Prasa o protestach rolników: „Mają dziś wiele do stracenia”
8 stycznia 2024„Frankfurter Allgemeine Zeitung” zaznacza: „Rząd, a przede wszystkim Urząd Kanclerski i ministerstwo finansów, nie mógł na serio oczekiwać spokojnej jesieni budżetowej. (...) Jednak przez swoją reakcję – że winne są Karlsruhe (Federalny Trybunał Konstytucyjny – red.) i kotwica budżetowa – wysłał sygnał, który teraz okazuje się fatalny. Jeśli rząd czuje się niewinną ofiarą kotwicy budżetowej po orzeczeniu TK, rolnicy, występujący w imieniu wielu innych grup zawodowych, muszą czuć się jeszcze bardziej poszkodowani przez nieuzasadnione cięcia budżetowe. Postępując w ten sposób, berlińskie ministerstwa i centrale partyjne podważają to, o czym kiedyś zdecydowała wyraźna większość w Bundestagu. Kogo zatem może dziwić, że prawicowi awanturnicy ponownie chcą się przyłączyć do protestu rolników?” - pyta dziennik.
„Handelsblatt” zauważa: „Burzliwe protesty rolników pokazują, jak metody AfD są przenoszone do centrum społeczeństwa. Wydarzenia te mogą być zatem tylko przedsmakiem tego, co ma dopiero nadejść. Jak wynika z badań, w 2016 roku Niemcy były najmniej podatnym narodem w UE na populistyczną politykę. Teraz wydaje się, że w szybkim tempie nadrabiają zaległości w stosunku do tego, co od pewnego czasu dzieje się we Francji, Wielkiej Brytanii i USA: radykalizacja przedostaje się z marginesu do centrum społeczeństwa. Rok 2024 może być najtrudniejszym sprawdzianem dla Republiki Federalnej Niemiec w jej 75-letniej historii. Jesienią odbędą się wybory w trzech wschodnioniemieckich landach, a AfD prowadzi obecnie w sondażach we wszystkich z nich. Ale już wcześniej, w wyborach lokalnych, AfD może opanować ratusze i starostwa powiatowe na wschodzie kraju”.
Dziennik „Stuttgarter Nachrichten” pisze: „Po częściowych ustępstwach ze strony koalicji rządowej związek rolników nie jest już tylko zainteresowany dopłatami do oleju napędowego w rolnictwie; ma nadzieję wysłać sygnał do oczekiwanej zmiany władzy. Protest rolników jest uzasadniony, ale ociera się o przesadę. Rolnicy muszą pokazać, że są w stanie uzyskać poparcie wielu obywateli i nie dadzą się podporządkować ekstremalnym siłom”.

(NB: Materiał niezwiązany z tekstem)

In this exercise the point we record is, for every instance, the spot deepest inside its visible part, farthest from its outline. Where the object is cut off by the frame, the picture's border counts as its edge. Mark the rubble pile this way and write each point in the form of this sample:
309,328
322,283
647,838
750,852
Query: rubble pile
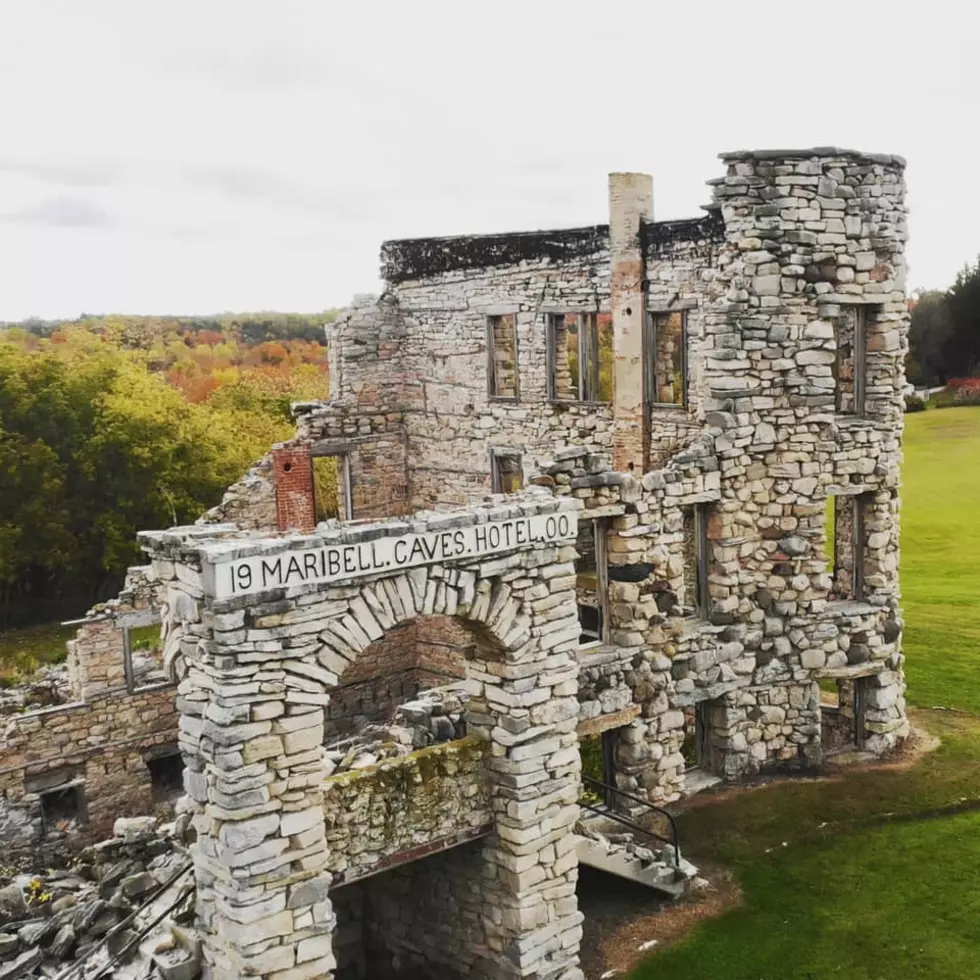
96,918
433,716
627,846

„Nuernberger Nachrichten” analizuje: „Przedstawiciele związku rolników, który już zdystansował się od kilku protestów, powinni zadać sobie pytanie, czy niektóre ich wypowiedzi były słuszne i celowe. Zapowiedzieli protesty na bezprecedensową skalę i zagrozili sparaliżowaniem całego kraju. Takimi oświadczeniami związek rolników podsycił wybuchowy nastrój. Rolnicy muszą teraz uważać, aby nie utracić poparcia społeczeństwa”.
Zdaniem „Volksstimme” z Magdeburga protestujący rolnicy mają dziś wiele do stracenia. „Nie tylko finansowo, chociaż ich szanse na sukces w walce z krótkoterminowymi cięciami subwencji nie wydają się takie złe, zważywszy na kompromis zaoferowany im już przez zaniepokojoną koalicję rządową. Stawką w grze jest również ich poparcie wśród ludności. Jeśli setki tysięcy osób dojeżdżających do pracy poczują się zakładnikami błędów rządu wskutek zapowiedzianych wielogodzinnych blokad dróg przez wściekłych rolników, a neonaziści i tzw. Obywatele Rzeszy przenikną do protestów rolników, nastroje społeczne mogą się zmienić na ich niekorzyść. Przewodniczący związku rolników Joachim Rukwied wydaje się być świadomy tego ryzyka i z wyprzedzeniem ogłosił, że poparcie ze strony skrajnie prawicowych ugrupowań jest niepożądane. Dziś ważne jest, aby to zdystansowanie się od nich zostało wprowadzone w życie i protesty rolników pozostały wolne od wszelkich ekscesów. W przeciwnym razie mogą stać się dla nich czymś w rodzaju samobójczego gola”.